Y esas etiquetas, cosidas al corazón como los nombres en las batas escolares, matan la complejidad de lo que en el fondo somos. El que puede pasarse horas mirando las estrellas y solo duerme a pierna suelta con la persiana semiabierta. La que se emociona con vídeos de perritos y escucha para comprender en vez de para responder.

Al final, el trabajo reduce nuestra identidad a un titular, cuando en realidad somos un novelón.

El curro se ha convertido en el ghosting que le hacemos a nuestra propia vida

Y no, no estoy haciendo un alegato en favor de la vagancia. Que te veo venir. Solo digo que el curro debería de ser como unas zapatillas buenas, bonitas y baratas. Te las calzas, caminas por la vida sin ampollas, si consigues realizarte durante el trayecto mejor y, al llegar a casa, fuera. Servirte a ti y no, al revés, que es lo que ahora ocurre.

No sé, seguramente me moriré y el trabajo seguirá siendo prisión. Por eso, lo que más me gustaría es tener un golpe de suerte descomunal y poder jubilarme. Prontito. A los 60, por ejemplo.

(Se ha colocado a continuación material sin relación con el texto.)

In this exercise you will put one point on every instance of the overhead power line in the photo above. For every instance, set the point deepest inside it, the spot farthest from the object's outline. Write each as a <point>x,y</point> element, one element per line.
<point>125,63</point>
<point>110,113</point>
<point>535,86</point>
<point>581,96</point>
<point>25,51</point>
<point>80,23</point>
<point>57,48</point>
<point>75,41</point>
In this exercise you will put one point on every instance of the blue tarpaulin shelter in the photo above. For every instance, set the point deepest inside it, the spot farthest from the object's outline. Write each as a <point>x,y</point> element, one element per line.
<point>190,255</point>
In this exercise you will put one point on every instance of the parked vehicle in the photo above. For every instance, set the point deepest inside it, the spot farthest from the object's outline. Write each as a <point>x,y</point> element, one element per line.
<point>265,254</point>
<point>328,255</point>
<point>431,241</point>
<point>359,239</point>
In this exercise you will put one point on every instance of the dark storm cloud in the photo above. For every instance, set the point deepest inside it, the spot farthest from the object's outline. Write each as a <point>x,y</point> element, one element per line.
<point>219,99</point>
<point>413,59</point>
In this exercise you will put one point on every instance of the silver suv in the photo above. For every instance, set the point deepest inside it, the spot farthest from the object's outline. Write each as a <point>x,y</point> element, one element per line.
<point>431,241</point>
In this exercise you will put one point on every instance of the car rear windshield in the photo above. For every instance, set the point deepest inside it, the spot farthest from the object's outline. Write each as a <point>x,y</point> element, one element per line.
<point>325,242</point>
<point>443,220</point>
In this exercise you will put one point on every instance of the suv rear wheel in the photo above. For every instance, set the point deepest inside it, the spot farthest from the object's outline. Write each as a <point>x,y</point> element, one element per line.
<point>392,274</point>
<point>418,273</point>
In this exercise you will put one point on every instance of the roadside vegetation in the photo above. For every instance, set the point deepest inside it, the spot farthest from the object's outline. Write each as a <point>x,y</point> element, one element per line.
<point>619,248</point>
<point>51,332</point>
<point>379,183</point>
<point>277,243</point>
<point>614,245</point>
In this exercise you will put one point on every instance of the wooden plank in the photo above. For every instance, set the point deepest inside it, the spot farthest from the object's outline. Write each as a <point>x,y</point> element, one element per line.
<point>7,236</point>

Feijóo dirá que estoy fatal de lo mío, pero ese es mi sueño: vacaciones permanentes en una casa en el campo llena de libros, con huerta, perros, gallinas, cabra, piscina natural, minibar, un hombre bueno y amaneceres fantabulosos. Que me conozcan como la ruralita feliz. Y, desde allí, seguir torturándote con mis reflexiones. 

Claro que para conseguirlo solo tengo una opción: jugar a la Lotería. Y sí, también está sobrevalorada.